Highlights inside the downtown warehouse included t-shirts and hoodies printed with nudes by ascendant painter Alex Becerra. Some promoted his band Los Tres Pericos, while others touted the music studio within his art studio, dubbed Lexus of Inglewood, not to mention the squid ink drawings that inspired the imagery on the gear (all of which were $200 and under). Ry Rocklen – who has cast everything from his La-Z-Boy to his bean bag and his entire wardrobe – sold small porcelain tiles made of his shirts (from guayaberas to old polos) that ranged from $30–$125.
Eve Fowler's Artist Curated Projects was selling ceramics of all kinds, from tiny sculptures by Julia Haft-Candell, bowls and goblets by Shoshi Kanokohata, and assorted objects by Chris Miller and Brittany Mojo; while designer Kelly Lamb had a table full of her geodesic planters and 'Pricklies' – porcelain casts of her feet that housed prickly pear cacti (all less than $250).
Elsewhere, the independent galleries Good Weather (from North Little Rock, Arkansas) and Hollywood's Last Project were respectively hawking cheeky blankets by Talon Gustafson and painted picket signs from performances by San Francisco icon Xara Thustra. Meanwhile, Stephen Neidich bundled up the flotsam and jetsam of his studio and storage space – and some odds and ends stolen off the street (old furniture, carving tables with a red heat lamp, a light up Santa Claus) – and wrapped the bundle in green saran wrap. 'I'll consider all offers,' he joked.

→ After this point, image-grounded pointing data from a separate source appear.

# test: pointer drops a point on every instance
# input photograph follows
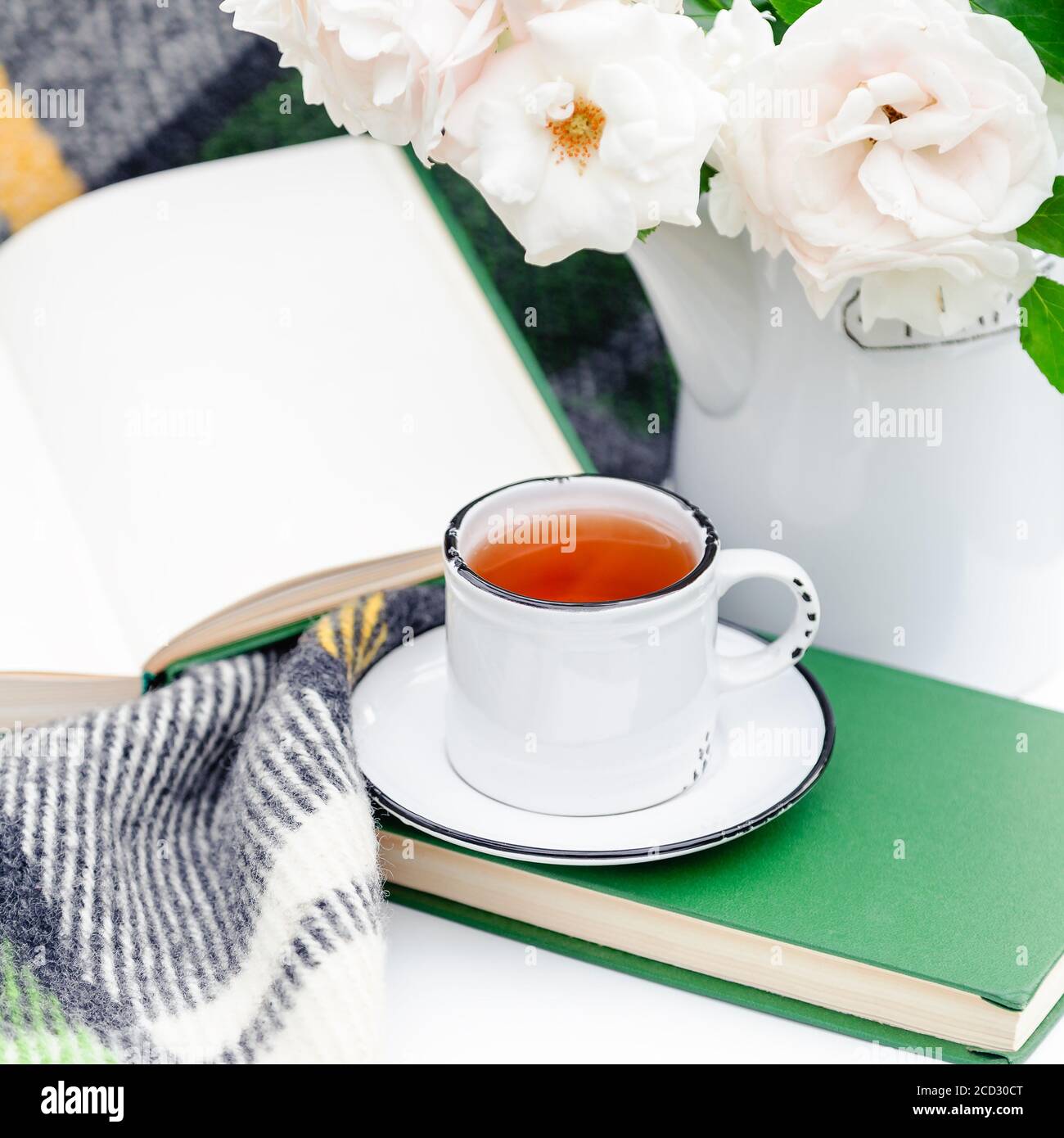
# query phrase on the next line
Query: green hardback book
(914, 897)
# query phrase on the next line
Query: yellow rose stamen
(579, 136)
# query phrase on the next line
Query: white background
(457, 995)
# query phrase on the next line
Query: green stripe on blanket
(192, 876)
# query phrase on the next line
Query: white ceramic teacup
(597, 708)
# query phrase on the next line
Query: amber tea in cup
(580, 556)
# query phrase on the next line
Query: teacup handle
(734, 566)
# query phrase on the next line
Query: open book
(233, 395)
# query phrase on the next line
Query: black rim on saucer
(690, 845)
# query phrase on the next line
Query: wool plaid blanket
(194, 878)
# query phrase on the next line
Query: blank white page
(259, 368)
(55, 615)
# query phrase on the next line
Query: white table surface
(457, 995)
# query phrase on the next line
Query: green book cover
(932, 847)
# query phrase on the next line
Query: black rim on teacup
(454, 558)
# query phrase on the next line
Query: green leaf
(1041, 328)
(1040, 20)
(791, 9)
(1046, 229)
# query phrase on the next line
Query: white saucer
(773, 743)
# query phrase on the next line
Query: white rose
(390, 67)
(592, 129)
(521, 11)
(927, 145)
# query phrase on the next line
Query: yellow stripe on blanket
(34, 175)
(372, 634)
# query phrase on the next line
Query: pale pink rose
(895, 142)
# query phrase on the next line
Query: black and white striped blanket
(195, 878)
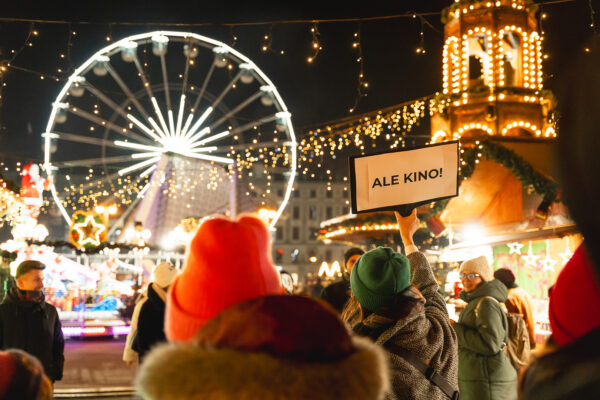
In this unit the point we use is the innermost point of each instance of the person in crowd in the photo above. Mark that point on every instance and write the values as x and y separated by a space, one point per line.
151 320
7 282
484 369
268 348
338 293
395 302
519 301
22 377
228 261
130 356
567 366
28 323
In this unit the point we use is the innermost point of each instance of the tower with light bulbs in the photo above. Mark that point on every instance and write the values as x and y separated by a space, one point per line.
492 74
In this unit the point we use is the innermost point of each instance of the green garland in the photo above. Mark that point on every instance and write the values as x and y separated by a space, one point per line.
98 249
520 168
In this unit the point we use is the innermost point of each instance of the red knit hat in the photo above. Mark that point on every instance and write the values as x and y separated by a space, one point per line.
292 327
22 377
575 300
227 262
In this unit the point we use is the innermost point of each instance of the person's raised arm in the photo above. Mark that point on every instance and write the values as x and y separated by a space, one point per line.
420 271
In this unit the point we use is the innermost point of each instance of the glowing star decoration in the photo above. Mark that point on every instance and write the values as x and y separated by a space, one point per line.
86 231
530 258
548 263
567 254
515 248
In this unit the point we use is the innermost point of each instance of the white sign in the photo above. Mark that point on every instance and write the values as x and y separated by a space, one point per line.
408 177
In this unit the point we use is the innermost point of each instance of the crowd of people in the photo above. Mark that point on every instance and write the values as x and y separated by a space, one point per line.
225 328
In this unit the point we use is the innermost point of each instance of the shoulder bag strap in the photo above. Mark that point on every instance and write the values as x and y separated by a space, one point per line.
428 371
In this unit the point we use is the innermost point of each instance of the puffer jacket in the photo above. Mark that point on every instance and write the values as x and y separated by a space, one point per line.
426 332
484 370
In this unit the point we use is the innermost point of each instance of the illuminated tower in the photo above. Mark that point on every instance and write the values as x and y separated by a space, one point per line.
492 73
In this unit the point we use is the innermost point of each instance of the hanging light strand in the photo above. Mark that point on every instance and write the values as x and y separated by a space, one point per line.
362 84
315 45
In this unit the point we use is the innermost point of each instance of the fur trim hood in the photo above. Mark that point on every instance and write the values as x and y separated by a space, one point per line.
178 371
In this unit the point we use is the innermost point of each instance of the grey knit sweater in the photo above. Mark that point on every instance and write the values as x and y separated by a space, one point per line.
428 334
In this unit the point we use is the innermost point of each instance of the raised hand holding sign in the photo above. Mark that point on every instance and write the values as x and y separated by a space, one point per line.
402 180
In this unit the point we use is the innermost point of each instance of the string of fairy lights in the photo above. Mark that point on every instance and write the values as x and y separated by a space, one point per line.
390 125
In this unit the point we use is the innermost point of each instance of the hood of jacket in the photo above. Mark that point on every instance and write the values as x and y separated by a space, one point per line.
26 298
190 371
494 288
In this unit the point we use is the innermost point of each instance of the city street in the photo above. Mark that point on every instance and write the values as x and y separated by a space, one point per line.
95 363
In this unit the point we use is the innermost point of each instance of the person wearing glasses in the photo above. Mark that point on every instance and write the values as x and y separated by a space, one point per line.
484 370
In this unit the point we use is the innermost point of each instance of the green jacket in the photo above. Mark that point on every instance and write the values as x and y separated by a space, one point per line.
484 370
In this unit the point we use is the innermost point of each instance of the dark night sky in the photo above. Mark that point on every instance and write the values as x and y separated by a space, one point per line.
314 93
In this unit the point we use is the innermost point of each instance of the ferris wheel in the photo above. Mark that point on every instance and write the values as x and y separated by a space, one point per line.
168 114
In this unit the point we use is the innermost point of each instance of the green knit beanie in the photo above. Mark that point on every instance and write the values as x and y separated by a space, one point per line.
378 276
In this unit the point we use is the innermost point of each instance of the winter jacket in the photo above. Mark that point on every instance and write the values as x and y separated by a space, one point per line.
337 294
427 333
33 326
568 372
484 370
519 302
170 372
128 353
151 321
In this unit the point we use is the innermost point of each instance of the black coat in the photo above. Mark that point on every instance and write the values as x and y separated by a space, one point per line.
35 328
568 372
337 294
151 321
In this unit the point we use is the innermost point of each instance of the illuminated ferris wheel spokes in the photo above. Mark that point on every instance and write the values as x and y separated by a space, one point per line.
143 130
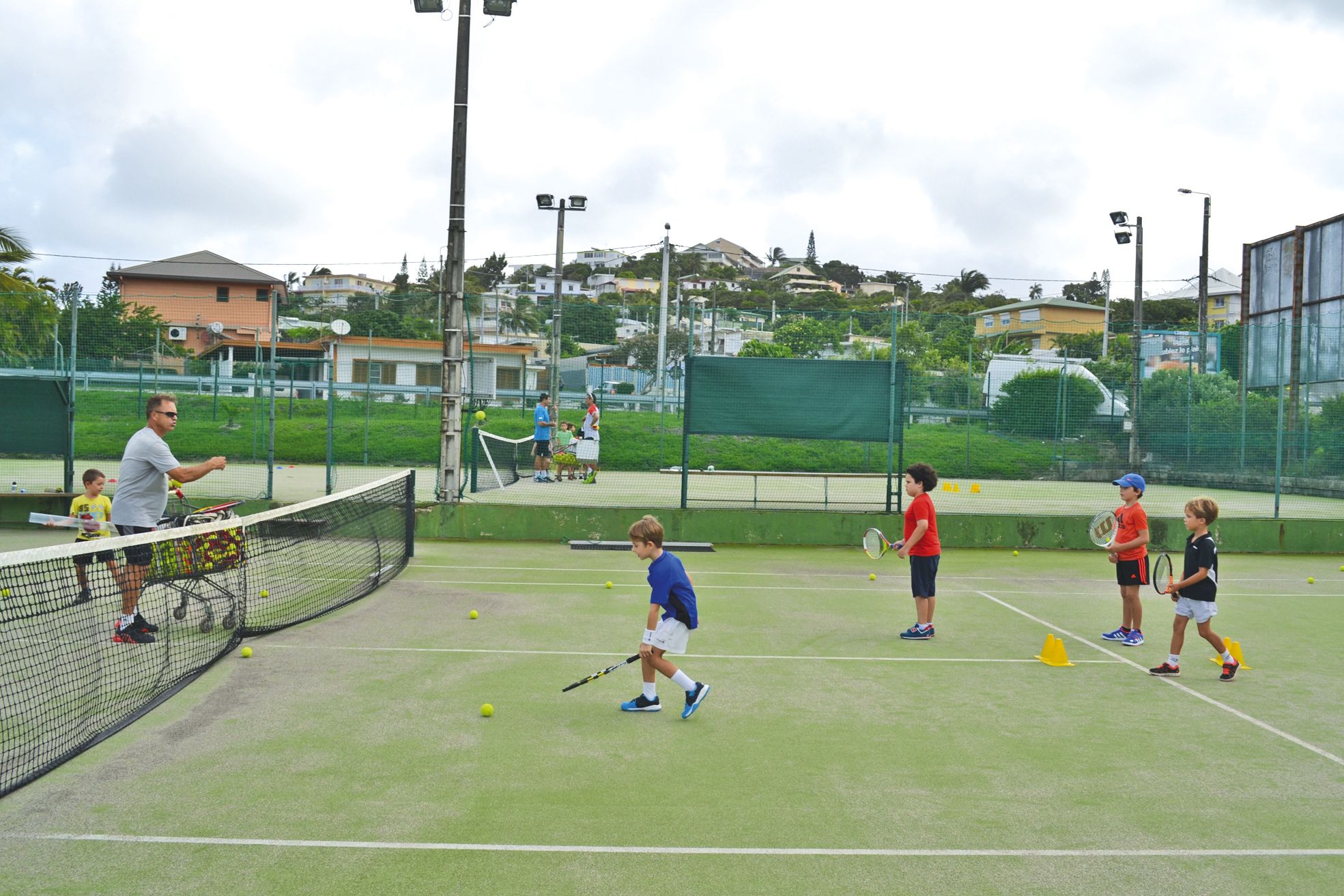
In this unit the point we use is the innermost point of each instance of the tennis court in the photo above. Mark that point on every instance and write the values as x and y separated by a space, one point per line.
349 754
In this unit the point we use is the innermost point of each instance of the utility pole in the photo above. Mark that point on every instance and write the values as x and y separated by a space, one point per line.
663 320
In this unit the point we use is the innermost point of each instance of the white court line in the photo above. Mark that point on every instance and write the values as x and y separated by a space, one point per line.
870 586
1173 684
691 851
816 575
693 656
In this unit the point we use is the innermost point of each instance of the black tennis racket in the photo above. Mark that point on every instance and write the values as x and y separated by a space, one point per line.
1163 574
599 675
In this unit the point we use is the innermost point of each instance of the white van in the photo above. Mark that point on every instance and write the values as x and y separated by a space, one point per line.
1004 367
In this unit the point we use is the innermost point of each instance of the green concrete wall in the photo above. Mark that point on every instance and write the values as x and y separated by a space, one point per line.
804 527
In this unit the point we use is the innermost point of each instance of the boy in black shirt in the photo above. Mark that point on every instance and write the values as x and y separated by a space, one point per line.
1197 590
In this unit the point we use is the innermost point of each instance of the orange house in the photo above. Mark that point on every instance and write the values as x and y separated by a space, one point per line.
192 292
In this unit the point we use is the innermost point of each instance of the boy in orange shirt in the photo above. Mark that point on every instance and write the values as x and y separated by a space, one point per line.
1129 554
919 543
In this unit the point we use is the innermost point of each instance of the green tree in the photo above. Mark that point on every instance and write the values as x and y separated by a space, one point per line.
756 348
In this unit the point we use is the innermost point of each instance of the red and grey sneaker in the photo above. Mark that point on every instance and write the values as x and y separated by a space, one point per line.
130 635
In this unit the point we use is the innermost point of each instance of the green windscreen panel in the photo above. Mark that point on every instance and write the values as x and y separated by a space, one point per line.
790 398
37 416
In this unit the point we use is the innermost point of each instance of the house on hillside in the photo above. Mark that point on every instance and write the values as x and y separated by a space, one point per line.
192 292
1040 320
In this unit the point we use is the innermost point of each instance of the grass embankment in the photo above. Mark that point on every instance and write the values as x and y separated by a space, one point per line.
631 439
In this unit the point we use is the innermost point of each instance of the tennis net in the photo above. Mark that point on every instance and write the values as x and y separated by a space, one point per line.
496 460
65 684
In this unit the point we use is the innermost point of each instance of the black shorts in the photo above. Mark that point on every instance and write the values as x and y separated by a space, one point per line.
922 574
1132 571
101 556
141 555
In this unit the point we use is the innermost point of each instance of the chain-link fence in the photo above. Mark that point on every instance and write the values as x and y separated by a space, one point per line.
1018 414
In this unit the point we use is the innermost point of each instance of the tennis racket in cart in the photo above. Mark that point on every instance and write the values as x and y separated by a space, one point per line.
1163 574
1102 530
599 675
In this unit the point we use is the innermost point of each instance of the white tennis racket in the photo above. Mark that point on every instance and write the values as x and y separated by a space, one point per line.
875 545
1102 530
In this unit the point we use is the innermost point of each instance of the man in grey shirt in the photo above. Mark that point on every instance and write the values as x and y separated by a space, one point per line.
140 502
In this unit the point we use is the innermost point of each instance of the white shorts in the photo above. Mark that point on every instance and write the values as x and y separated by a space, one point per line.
1197 610
671 636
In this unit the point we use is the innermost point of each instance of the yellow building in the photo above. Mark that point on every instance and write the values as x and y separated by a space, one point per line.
1040 320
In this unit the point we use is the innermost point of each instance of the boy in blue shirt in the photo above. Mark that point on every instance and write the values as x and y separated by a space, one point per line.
542 439
672 593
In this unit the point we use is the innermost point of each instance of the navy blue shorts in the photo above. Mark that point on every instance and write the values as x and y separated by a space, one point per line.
922 574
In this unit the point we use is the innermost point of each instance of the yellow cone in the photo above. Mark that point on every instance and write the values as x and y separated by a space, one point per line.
1053 653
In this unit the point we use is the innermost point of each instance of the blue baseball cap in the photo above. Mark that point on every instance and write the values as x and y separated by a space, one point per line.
1133 481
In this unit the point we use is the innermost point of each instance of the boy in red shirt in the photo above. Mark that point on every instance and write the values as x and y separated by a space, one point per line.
1129 554
919 543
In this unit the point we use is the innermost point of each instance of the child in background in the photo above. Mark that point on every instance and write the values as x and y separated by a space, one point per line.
1197 592
671 592
1129 554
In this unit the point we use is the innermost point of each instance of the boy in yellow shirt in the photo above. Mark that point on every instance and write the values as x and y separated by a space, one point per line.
96 511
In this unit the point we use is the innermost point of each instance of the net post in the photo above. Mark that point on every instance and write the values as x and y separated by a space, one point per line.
410 515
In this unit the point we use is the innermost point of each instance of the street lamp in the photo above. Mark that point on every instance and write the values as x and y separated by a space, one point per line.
546 202
1203 280
1121 220
455 312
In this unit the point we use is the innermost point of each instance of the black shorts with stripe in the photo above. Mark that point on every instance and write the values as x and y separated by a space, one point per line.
1132 571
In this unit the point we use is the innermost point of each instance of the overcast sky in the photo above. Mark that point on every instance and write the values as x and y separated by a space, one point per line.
922 137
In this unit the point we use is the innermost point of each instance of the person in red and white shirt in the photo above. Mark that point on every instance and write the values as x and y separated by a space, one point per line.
919 543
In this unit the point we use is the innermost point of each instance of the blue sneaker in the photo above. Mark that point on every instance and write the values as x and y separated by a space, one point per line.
694 699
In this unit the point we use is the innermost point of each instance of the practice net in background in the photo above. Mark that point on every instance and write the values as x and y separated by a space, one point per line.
498 461
65 685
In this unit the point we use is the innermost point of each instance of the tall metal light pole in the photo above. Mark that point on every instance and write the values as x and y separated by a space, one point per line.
546 202
1203 281
1120 219
451 416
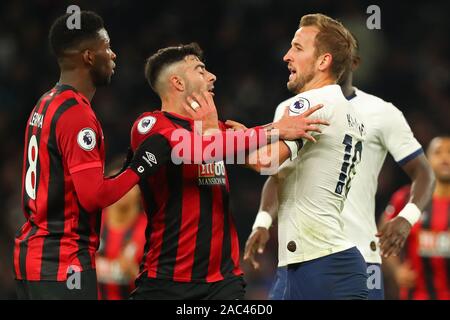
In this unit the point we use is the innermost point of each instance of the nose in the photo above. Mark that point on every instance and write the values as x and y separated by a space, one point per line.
212 77
287 56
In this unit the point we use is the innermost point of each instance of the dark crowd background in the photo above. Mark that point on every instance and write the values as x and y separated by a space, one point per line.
405 62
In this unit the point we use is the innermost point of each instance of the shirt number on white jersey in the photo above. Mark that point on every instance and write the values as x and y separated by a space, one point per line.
348 166
30 177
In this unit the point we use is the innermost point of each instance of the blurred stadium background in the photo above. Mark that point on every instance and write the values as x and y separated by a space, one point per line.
405 62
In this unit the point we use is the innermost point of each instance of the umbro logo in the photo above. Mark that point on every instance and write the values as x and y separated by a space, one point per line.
150 158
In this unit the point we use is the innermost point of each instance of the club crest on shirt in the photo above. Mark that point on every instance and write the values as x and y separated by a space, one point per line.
145 124
86 139
299 106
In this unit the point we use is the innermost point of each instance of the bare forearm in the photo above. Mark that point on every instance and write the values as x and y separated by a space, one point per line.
268 158
423 181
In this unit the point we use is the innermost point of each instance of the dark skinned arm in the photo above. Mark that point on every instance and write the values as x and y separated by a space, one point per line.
257 240
393 233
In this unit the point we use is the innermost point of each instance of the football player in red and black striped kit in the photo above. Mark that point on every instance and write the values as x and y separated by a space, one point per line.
192 249
63 187
424 271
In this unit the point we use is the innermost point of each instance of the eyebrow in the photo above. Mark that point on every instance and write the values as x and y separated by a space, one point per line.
200 65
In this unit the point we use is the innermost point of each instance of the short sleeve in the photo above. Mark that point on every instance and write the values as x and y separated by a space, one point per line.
398 137
79 138
147 125
280 111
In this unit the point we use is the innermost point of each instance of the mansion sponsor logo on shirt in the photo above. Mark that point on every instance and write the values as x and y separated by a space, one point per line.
211 174
434 244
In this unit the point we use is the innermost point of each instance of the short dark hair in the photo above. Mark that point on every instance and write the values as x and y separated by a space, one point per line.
62 38
167 56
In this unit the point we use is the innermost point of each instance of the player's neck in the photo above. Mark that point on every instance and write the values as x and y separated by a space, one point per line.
80 82
347 86
442 190
174 105
122 218
317 83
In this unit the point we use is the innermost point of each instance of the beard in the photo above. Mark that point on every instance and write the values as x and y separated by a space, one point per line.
99 76
299 83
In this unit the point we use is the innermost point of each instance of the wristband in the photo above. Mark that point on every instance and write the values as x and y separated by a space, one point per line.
293 148
411 213
263 220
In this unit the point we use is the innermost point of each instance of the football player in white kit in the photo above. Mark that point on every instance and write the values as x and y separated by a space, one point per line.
386 131
322 263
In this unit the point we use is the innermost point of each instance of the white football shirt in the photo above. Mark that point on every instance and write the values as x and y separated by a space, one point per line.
386 131
313 186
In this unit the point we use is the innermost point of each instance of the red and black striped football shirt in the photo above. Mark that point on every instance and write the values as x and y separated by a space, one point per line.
190 235
427 248
63 136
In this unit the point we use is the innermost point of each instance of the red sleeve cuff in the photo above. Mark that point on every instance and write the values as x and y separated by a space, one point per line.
84 166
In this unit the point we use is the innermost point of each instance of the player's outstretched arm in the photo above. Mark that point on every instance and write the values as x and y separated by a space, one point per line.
96 192
394 233
268 212
268 158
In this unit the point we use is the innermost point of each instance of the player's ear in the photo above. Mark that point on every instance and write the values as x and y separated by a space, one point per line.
177 82
88 57
324 61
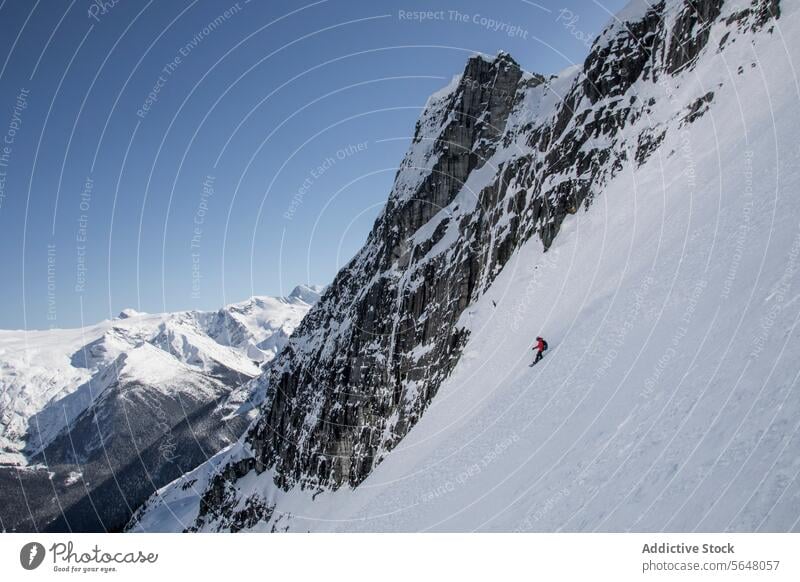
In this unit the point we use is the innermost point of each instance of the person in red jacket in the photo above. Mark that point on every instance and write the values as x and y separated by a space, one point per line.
540 345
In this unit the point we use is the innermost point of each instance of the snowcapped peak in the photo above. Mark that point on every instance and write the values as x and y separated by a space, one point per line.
307 293
128 312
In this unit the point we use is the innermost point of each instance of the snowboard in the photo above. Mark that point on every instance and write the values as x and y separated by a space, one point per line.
532 364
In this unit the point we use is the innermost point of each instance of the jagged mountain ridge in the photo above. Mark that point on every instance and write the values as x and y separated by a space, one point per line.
102 416
499 157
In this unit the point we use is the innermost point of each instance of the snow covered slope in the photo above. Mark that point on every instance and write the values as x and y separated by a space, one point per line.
668 400
85 403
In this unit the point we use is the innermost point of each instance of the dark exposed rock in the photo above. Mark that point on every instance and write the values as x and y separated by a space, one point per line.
369 358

One of the hottest tickets of the of the night, however, were the hand-made Valentines at Pruitt's booth, which also featured old pairs of Vans shoes, harlequin lamps and copies of his book. Each of the heart-shaped, poster-board paintings was finished in his signature gradients; for the lucky few who nabbed one (at just $150) he signed them 'I Love You, Rob Pruitt'. They all seemed to collectively inspire that classic sweetheart wish: 'Be Mine'.